Janet Daley is fast becoming one of my favourite commentators. Today she has an excellent and incisive piece on the EU reaction to the financial meltdown and compares the bureaucratic, undemocratic and, ultimately, ineffectual working of the EU to the nation it aspires to be - the USA.
They could not even agree in Paris on a bail-out package similar to the one that had just been approved in Washington, and the closest they got to co-operation on a new regulatory system for banks was Gordon Brown's proposal for something called a "college of regulators" - which, if it ever saw the light of day, would surely be one more job creation scheme for well-fed Eurocrats.

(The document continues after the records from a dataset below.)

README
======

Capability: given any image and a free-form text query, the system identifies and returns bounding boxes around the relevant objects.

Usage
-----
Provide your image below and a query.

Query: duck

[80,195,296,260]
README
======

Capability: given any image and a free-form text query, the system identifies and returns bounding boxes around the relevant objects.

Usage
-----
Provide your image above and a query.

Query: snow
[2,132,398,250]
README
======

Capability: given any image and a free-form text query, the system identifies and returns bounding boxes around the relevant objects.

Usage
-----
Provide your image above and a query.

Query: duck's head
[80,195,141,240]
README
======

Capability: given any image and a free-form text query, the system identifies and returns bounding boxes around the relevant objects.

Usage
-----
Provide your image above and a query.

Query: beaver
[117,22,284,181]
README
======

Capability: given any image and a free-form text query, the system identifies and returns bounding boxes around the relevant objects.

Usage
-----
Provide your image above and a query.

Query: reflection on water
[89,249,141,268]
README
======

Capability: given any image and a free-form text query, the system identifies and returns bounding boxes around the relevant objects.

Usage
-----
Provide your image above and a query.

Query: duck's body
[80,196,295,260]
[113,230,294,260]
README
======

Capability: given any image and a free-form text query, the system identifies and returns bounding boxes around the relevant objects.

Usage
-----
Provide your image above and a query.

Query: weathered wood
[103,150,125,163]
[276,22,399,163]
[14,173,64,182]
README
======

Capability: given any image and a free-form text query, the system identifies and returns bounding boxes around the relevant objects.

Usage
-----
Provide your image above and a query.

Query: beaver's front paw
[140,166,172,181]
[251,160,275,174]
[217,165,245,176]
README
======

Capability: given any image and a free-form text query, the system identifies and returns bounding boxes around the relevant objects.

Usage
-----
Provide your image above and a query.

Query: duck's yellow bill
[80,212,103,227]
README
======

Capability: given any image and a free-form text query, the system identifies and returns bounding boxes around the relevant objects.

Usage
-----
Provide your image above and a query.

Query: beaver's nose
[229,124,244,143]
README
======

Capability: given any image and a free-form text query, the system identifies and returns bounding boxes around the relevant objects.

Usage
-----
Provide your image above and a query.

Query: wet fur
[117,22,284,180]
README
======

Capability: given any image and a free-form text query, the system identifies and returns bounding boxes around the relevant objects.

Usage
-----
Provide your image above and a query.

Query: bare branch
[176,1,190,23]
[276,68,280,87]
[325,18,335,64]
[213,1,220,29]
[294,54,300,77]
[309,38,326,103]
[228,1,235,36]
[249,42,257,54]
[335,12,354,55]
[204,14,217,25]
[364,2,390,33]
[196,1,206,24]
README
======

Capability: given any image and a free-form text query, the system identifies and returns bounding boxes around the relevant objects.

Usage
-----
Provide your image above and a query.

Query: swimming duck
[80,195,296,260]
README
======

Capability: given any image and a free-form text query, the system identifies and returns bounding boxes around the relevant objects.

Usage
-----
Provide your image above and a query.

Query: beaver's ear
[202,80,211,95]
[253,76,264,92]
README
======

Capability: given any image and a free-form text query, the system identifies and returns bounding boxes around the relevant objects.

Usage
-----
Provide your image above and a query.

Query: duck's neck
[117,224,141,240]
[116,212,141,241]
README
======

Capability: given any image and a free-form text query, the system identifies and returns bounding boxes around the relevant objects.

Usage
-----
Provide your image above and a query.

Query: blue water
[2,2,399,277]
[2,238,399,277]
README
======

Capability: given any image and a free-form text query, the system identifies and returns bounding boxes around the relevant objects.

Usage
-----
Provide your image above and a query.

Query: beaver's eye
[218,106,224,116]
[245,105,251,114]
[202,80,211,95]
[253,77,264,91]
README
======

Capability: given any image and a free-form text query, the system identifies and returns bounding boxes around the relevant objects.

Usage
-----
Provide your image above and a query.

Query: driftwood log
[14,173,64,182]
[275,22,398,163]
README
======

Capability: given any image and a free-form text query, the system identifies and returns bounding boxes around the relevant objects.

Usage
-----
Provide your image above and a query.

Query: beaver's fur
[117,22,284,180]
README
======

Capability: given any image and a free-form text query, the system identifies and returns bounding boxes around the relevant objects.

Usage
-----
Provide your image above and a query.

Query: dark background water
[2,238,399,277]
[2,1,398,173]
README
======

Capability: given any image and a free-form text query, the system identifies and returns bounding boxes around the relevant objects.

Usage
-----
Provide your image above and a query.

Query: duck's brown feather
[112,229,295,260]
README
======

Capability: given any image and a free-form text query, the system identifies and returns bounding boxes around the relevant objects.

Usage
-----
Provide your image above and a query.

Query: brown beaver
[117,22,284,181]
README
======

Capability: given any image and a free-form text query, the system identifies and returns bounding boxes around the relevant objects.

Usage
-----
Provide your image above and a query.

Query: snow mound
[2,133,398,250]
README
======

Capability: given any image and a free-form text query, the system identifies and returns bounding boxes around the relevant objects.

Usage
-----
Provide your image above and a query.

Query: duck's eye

Where was the channel for public debate to influence their deliberations? In that bloody, partisan struggle that took place in America, which everybody in Europe is so anxious to avoid emulating, there was no question in anybody's mind whose opinion had to be won over before an agreement could be reached: it was the electorate, stupid.
And it was all played out in full view of the voters, and the world.

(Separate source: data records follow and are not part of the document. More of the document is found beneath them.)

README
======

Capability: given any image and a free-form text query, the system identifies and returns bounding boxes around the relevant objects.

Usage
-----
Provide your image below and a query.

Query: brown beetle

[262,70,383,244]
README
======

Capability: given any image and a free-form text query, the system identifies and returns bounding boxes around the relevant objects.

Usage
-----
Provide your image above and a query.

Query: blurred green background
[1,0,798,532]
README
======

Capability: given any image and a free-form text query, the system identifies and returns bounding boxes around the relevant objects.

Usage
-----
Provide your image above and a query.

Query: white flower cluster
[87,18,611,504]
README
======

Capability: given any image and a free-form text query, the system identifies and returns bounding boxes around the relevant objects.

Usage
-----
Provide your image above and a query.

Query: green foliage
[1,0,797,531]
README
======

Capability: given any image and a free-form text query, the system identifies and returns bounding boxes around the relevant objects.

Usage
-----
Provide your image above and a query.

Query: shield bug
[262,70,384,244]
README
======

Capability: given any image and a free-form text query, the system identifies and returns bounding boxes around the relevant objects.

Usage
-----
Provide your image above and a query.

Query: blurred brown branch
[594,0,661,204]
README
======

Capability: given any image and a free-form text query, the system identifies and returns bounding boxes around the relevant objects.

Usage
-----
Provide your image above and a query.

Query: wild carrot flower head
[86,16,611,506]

But in Paris, behind closed doors, the negotiations failed (and make no mistake, they did fail) to produce anything of significance without any help from public outrage.
The US political system has many failings - not least the elected second house which can often result in either too powerful or lame-duck Presidents, but it is far more open and accountable than the EU ever was or ever will be. Indeed, the whole purpose of the EU is to remove politics as far away as possible from the vagaries of public opinion and put control into the hands of self-proclaimed "experts".
That may be acceptable to the vast majority of Europeans who, to be honest, have rarely known anything else, but it is an alien concept to us in Britain. The EU will never "reform". It will never become more open or accountable because that would betray the very point of the EU.
Make no mistake, the EU will collapse eventually. It will be a messy and, possibly, bloody collapse too as nations struggle to extricate themselves from the intricate web they have become entangled in. The longer we remain in this closed shop the more harm it will have on our political structure and the more likely it is for the consequences to be dire for Britain.